I didn't call you a liar, I just claimed you have your facts wrong. As I believe you do here. Corn (maize) is not at all closely related to wheat. Illustrations of possible wild ancestors of domesticated maize could look a bit like wheat to some folks, but the chemistry is very different.

as for me i am a creatinist who believes in parts of evolution


This describes a very broad range of thought and my request for specifics from you was aimed at helping me figure out where in that ideological sprawl you might fit. A bipolar axis is probably a poor way to map that sprawl, but where you would you put yourself along a range where one pole staunchly supported the "intelligent design" movement and the other pole staunchly defended the notion that "God" caused the Big Bang and all else since has been physics and biology at work?
on Feb 12, 2007
Corn (maize) is not at all closely related to wheat. Illustrations of possible wild ancestors of domesticated maize could look a bit like wheat to some folks, but the chemistry is very different.



i was talking about looks

intelligent design also allowing for evolution from that design

as i said in another post there is no way noah could have taken 2 of every type of large animal on the planet and feed them for a year

i do not even think that our biggest tankers could do it today

but he could take two of every large animal that represented a family

for instance the polar bear and the kodak and other bears are all grizzlies

and thanks for putting in the maize part europeons still call wheat and the other grains there corn

and the next incornation for corn is tree form
on Feb 12, 2007
i was talking about looks


I believe most people would think you were talking about more than just looks when you said "what i mean is that the aztecs and mayans turned a stock of wheat into an ear of corn."

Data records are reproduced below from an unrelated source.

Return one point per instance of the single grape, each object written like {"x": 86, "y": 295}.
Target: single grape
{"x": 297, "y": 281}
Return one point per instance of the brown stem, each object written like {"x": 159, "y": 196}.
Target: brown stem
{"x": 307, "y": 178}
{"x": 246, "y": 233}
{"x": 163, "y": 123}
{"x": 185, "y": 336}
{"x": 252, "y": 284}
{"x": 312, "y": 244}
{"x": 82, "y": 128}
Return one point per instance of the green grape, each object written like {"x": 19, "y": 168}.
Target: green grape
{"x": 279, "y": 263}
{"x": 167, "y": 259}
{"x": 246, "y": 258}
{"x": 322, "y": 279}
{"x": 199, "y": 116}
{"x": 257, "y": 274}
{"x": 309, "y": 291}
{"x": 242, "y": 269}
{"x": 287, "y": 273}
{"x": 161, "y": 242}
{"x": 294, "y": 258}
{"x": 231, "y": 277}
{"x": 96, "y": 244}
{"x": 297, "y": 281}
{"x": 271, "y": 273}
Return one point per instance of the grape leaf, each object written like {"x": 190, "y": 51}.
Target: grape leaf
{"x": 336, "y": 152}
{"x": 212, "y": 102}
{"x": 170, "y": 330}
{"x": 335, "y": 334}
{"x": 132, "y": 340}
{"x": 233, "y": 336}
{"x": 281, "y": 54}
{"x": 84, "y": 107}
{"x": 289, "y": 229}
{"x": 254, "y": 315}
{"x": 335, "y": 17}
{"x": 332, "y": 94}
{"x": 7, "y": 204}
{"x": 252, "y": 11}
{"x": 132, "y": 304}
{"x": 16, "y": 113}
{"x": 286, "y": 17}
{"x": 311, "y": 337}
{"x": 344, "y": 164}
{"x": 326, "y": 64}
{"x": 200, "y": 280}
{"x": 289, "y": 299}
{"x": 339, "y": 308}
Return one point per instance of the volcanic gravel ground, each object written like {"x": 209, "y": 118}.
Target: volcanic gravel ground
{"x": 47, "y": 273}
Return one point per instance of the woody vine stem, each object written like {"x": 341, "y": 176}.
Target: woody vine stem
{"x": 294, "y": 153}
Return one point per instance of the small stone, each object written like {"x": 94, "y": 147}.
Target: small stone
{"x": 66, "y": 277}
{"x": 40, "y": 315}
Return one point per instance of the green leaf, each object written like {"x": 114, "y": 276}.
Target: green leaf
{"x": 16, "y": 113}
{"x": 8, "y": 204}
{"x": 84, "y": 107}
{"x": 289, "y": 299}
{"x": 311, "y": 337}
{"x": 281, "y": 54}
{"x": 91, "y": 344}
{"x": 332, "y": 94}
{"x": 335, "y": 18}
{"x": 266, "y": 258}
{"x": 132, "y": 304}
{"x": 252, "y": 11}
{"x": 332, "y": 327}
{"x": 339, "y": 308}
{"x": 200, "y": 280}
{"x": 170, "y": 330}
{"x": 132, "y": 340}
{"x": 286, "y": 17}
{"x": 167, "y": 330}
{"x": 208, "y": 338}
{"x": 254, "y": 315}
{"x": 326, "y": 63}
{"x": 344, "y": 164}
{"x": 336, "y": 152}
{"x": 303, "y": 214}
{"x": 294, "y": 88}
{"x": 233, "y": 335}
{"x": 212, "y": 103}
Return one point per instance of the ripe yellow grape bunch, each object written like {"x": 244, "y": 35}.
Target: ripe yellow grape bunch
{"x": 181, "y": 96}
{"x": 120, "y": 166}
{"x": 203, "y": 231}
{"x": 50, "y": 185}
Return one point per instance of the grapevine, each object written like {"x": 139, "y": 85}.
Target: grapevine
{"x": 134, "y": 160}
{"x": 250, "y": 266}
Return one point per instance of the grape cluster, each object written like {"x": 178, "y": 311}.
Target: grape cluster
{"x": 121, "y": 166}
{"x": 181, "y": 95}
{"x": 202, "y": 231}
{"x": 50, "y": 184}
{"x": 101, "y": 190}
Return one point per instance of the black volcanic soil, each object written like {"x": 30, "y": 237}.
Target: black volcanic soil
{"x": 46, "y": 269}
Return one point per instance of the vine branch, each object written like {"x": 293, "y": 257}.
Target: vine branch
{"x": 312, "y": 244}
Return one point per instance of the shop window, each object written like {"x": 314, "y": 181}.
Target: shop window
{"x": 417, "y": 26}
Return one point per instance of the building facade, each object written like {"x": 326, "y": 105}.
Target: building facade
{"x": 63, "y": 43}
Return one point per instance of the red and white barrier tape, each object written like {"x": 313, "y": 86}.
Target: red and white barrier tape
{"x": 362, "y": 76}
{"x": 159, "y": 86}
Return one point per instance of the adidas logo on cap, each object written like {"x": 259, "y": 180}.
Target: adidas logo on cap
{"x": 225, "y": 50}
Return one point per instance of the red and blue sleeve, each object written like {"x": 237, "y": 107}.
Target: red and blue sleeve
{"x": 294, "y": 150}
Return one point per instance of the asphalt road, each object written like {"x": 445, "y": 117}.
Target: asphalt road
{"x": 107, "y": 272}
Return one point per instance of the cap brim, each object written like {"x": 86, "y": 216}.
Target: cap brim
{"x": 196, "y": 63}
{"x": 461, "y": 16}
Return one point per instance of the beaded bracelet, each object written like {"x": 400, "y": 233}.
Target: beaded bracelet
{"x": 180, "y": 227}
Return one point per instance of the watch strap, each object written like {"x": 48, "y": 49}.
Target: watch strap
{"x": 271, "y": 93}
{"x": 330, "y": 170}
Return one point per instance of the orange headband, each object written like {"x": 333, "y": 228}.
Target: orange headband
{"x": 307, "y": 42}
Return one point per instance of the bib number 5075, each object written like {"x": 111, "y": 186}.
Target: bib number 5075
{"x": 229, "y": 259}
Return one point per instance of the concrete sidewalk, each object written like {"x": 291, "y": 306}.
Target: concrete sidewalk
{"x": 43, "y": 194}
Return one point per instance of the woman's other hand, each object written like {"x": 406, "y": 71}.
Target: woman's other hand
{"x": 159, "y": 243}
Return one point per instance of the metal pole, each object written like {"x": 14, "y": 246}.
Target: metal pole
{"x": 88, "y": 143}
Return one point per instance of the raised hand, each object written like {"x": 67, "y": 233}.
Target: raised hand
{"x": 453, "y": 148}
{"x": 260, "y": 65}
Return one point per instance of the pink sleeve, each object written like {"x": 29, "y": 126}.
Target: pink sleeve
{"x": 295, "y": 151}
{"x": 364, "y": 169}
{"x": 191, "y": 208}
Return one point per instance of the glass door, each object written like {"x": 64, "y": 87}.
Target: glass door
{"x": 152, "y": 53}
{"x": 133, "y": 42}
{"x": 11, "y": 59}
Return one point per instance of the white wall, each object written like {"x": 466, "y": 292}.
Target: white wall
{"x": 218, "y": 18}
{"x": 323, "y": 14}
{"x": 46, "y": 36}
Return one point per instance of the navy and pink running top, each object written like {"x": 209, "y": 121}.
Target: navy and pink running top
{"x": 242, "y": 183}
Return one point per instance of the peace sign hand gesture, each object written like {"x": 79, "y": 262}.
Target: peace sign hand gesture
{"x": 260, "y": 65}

I surely appreciate your impulse to try to make people think, but why not simply ask questions?
on Feb 12, 2007
but recent mitochondrial DNA evidence tends to support the hypothesis that they were a separate Homo species, not a fellow Homo sapiens subspecies.


Assuming this is true, then it is quite fascinating?

as for me i am a creatinist who believes in parts of evolution


I am a Christian who believes in Christ and his sacrifice to save us. I consider highly everything written in the bible but i do not blindly cling to it. Whatever else is proven to be true is what i believe, The rest is all debatable! Of course i have viewpoints but their flexible based on any new information i discover.